Outro: ao andar por uma rua crivada de tentações, de repente me engraço por tudo, incluindo coisas sobre as quais não tenho opinião formada. Decido: no primeiro dia livre dessa incumbência, volto para comprar a sandália anabela com salto de corda e o chapéu com fator UV.

Chega um sábado e, alegria, tenho que ir à feira. Meio confusa depois de tanta contenção, compro cenouras orgânicas em duas bancas e arremato mudas de erva-cidreira que, de fato, não são para comer. Na saída, quase caio na tentação de entrar na tenda de uma taróloga.

No caminho para casa, um ambulante no farol oferece uma raquete de fritar mosquitos. Lembro que a nossa pifou. A próxima coisa que sei é que a raquete está no banco traseiro, e eu falhei -de novo.

HÁBITO OU VÍCIO?

Começo a desconfiar do meu cérebro. Quando ele me enganou assim antes? O que é isso que se imiscui na vida, contra todas as deliberações em contrário? Que quando você vê, já fez? Lembro que isso se chama vício, ou hábito se você preferir um eufemismo. Lembro-me do que tive de entender para parar de fumar e vejo que tudo se aplica. Em especial, o fato de que um cérebro dependente de determinado estímulo fará de tudo para obtê-lo.

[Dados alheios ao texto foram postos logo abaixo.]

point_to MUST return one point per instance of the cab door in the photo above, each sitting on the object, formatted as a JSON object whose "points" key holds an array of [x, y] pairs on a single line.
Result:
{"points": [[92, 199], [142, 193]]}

A recorrência exaustiva do impulso de comprar lembra muito o desejo de fumar de quem larga o cigarro. Não passa uma hora livre em que não me ocorra entrar numa farmácia, não ando um quarteirão sem me deter diante de uma vitrine, não vejo uma papelaria sem vasculhar uma lista mental de itens faltantes.

Mas eis que, assim como no caso do cigarro, resistir compensa. É o que percebo ao me colocar, de propósito, em situações-limite, como um magazine sortido na rua 25 de Março e uma Americanas Express, em Pinheiros (não, o Shopping JK não faria o truque; quando entro lá, minha cabeça se ajusta para o "modo museu", um estado contemplativo e desprovido de intenção de compra).

Já em lojas populares, me jogo. Na primeira, me interesso por sianinhas douradas, dúzias de isqueiros Bic (foram-se os cigarros, mas eles ficaram) e uma caixa de Lenços Presidente. Na segunda, há o DVD de "Bob Esponja - O Filme" (R$ 14,90), um clássico, e um conjunto baratíssimo de copos da Nadir Figueiredo. Mas aí você não compra e, ao pisar de volta na calçada, se dá conta de que nada daquilo faria diferença na vida. Ou quase nada.

Deve ser por isso que sites especializados em aconselhar consumistas compulsivos, como o americano "My Year Without Clothes Shopping", preconizam o jejum como ponto de partida para a mudança de hábito (veja à pág. 6).

Comprar é divertido e comprometedor, como todo vício, mas é mais difícil de combater do que a média. Não só não consideramos nosso hábito de consumo excessivo como agimos como se estivéssemos aqui para isso.

Lapsos à parte, o que o período de privação me mostrou é que parar é ter de prestar atenção. Isso é um começo para quem quer deter a compulsão. Se não para ajudar o Banco Central a conter a inflação, pelo menos para economizar seu dinheirinho. E, quem sabe, abrir espaço para outras experiências.

Já posso voltar à Teodoro para comprar meus copinhos?